Spurgeon at the Metropolitan Tabernacle: 365 Sermons - Wednesday, December 18, 2013

Good works in good company

‘Come, my beloved, let us go forth into the field; let us lodge in the villages. Let us get up early to the vineyards; let us see if the vine flourish, whether the tender grape appear, and the pomegranates bud forth: there will I give thee my loves.’ Song of Solomon 7:11–12

Suggested Further Reading: Luke 10:38–42

Some persons imagine that one cannot serve Christ actively and yet have fellowship with him. I think they are very much mistaken. I confess it is very easy to get into Martha’s position, and to be cumbered with much serving; you may have to preach here and there so many times a week, to attend committees, to visit sick people, and to do so many other things, that you may really, unless you are careful, fritter away your own inward life in outward exercises. I do not think, however, that there is any reason why this should be the case except through our own folly. Certain is it that a person may do nothing at all, and yet grow quite lifeless in spiritual things. Mary was not praised for sitting still; no, but for sitting still at Jesus’ feet. And so, Christians are not to be praised, if they neglect duties, merely because they live in retirement, and keep much at home: it is not sitting, I say, but sitting at Jesus’ feet.

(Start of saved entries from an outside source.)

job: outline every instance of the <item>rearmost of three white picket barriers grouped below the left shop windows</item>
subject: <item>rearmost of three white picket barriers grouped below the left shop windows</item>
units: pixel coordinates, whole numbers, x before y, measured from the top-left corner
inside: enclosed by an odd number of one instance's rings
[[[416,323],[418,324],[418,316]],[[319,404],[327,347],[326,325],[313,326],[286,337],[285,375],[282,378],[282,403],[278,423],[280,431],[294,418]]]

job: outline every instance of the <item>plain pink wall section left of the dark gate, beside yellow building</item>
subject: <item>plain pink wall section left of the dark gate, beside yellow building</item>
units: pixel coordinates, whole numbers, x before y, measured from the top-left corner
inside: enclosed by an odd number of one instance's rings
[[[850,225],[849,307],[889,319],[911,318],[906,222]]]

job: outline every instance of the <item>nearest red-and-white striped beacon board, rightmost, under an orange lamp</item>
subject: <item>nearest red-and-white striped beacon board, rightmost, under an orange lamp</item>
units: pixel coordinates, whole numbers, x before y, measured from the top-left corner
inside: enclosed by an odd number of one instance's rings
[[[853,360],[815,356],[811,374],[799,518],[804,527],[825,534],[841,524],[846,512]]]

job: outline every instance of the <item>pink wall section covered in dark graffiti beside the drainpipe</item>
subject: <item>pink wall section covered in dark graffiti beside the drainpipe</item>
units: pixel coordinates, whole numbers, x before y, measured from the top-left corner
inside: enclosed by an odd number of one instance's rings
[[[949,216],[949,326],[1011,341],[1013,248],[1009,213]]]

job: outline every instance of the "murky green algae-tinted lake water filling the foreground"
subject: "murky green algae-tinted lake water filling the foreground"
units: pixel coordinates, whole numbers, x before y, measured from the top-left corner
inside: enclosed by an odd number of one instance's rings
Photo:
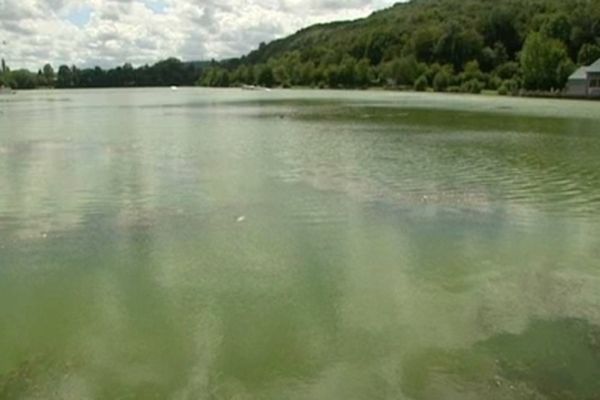
[[[600,103],[0,97],[0,399],[599,396]]]

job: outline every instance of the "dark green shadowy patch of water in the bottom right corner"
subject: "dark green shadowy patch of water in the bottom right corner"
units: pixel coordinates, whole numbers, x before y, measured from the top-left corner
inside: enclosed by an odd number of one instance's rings
[[[600,393],[600,327],[580,319],[534,320],[465,350],[429,349],[406,362],[415,399],[594,399]]]

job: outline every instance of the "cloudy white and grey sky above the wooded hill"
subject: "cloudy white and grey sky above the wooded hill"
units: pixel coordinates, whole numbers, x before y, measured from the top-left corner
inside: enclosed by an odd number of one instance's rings
[[[12,69],[223,59],[396,1],[0,0],[0,57]]]

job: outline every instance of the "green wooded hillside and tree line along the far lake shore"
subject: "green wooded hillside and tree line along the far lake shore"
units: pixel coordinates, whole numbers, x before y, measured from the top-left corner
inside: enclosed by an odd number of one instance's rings
[[[558,92],[600,58],[600,0],[412,0],[319,24],[237,59],[108,71],[50,66],[5,85],[368,88],[500,94]],[[4,71],[5,69],[3,69]]]

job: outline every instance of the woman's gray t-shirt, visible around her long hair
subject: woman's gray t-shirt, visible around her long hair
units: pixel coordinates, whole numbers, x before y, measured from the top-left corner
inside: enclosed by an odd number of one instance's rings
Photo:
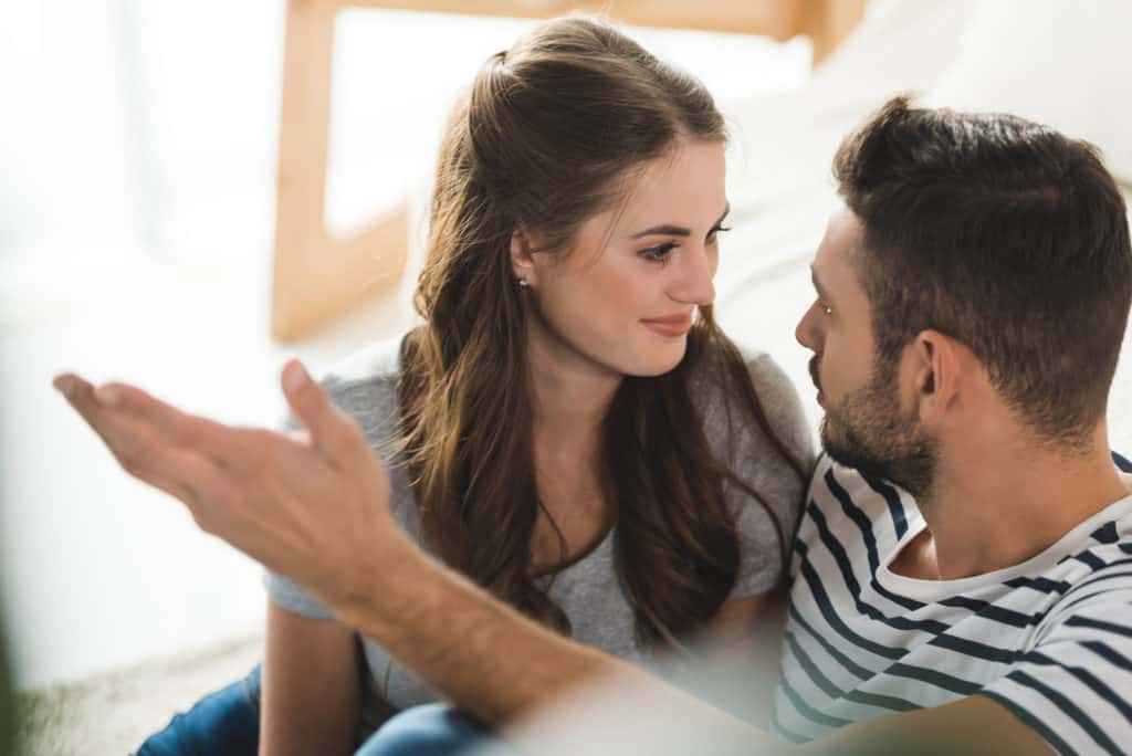
[[[385,462],[391,512],[405,533],[420,542],[417,504],[408,483],[404,455],[397,450],[400,351],[401,338],[375,344],[332,368],[321,383],[329,398],[354,419]],[[795,457],[808,465],[813,441],[794,386],[769,355],[748,350],[743,353],[771,427]],[[726,458],[739,478],[758,491],[774,512],[782,532],[787,538],[792,536],[804,481],[757,428],[731,426],[722,397],[711,395],[706,377],[694,377],[692,389],[700,403],[706,436],[719,457]],[[294,428],[293,420],[286,424]],[[774,523],[763,507],[739,490],[728,492],[728,504],[736,513],[740,551],[730,598],[765,593],[782,578]],[[633,608],[615,570],[615,538],[616,527],[589,553],[556,573],[548,594],[569,618],[574,639],[642,663],[645,658],[636,646]],[[282,575],[268,573],[265,582],[276,605],[303,617],[334,619],[317,599]],[[363,647],[377,690],[393,706],[405,708],[439,699],[436,690],[392,661],[377,643],[363,638]]]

Had Martha been sitting still, or had Mary been sitting anywhere else, I doubt not that the Master would have given a word of rebuke: he would never had said that mere sitting still was choosing the good part. Indeed, I know some of you who are none the better for doing nothing, but a great deal the worse; for those who do nothing grow sour, and are always willing to find fault with the way in which others serve Christ. Do not think, therefore, that mere activity is in itself an evil: I believe it is a blessing. Taking a survey of Christ’s church, you will find that those who have most fellowship with Christ, are not the persons who are recluses or hermits, who have much time to spend with themselves, but they are the useful indefatigable labourers who are toiling for Jesus.

For meditation: Devotion to God and his Word is not an alternative to Christian service. Devotion should lead to action; action should spring from devotion (Joshua 1:8; Daniel 11:32; 2 Timothy 3:16–17).